CMS also will implement a health equity adjustment that will be worth up to 10 bonus points toward an ACO’s MIPS quality performance category score. An ACO will be eligible for these bonus points if it demonstrates high performance on all-payer electronic clinical quality measures (eCQMs) or MIPS clinical quality measures (CQMs) and provides care for a higher proportion of dually eligible beneficiaries. This policy will only affect ACOs positively and not penalize them.
CMS also finalized changes to encourage new ACOs to participate in the MSSP by:
- incorporating a sliding scale approach to determine whether an ACO is eligible for shared savings for quality performance;
- providing additional flexibility to organizations new to ACOs by allowing more time to progress to performance-based risk;
- changing quality reporting and quality performance requirements;
- revising the calculation of ACO benchmarks to provide financial incentives for providers to participate in ACOs; and
- reducing ACO administrative burden related to marketing material requirements, beneficiary notification requirements, and data sharing regulations.

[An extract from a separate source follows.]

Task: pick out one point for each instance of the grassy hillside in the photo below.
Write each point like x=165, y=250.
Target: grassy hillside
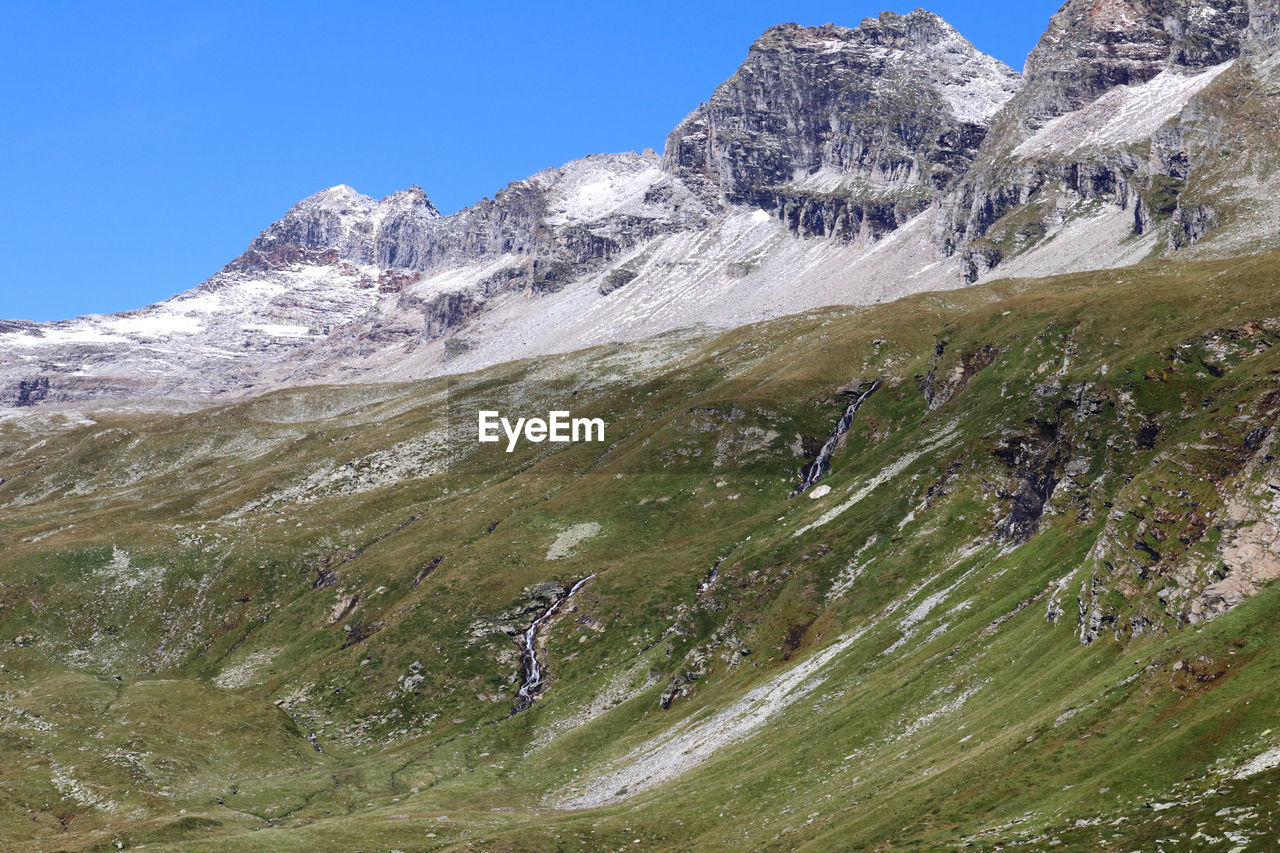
x=1032, y=609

CMS finalized its proposal to allow licensed professional counselors (LPCs), licensed marriage and family therapists (LMFTs), and other types of behavioral health practitioners to provide behavioral health services under general (rather than direct) supervision. CMS also finalized new payment codes for bundles of services related to chronic pain management that will improve payment for medically necessary services. Finally, CMS clarified that opioid treatment programs can bill Medicare for medically reasonable and necessary services provided in mobile units to increase access to individuals affected by homelessness and living in rural areas.
America’s Essential Hospitals is analyzing the final rule and will send members a detailed Action Update in the coming days.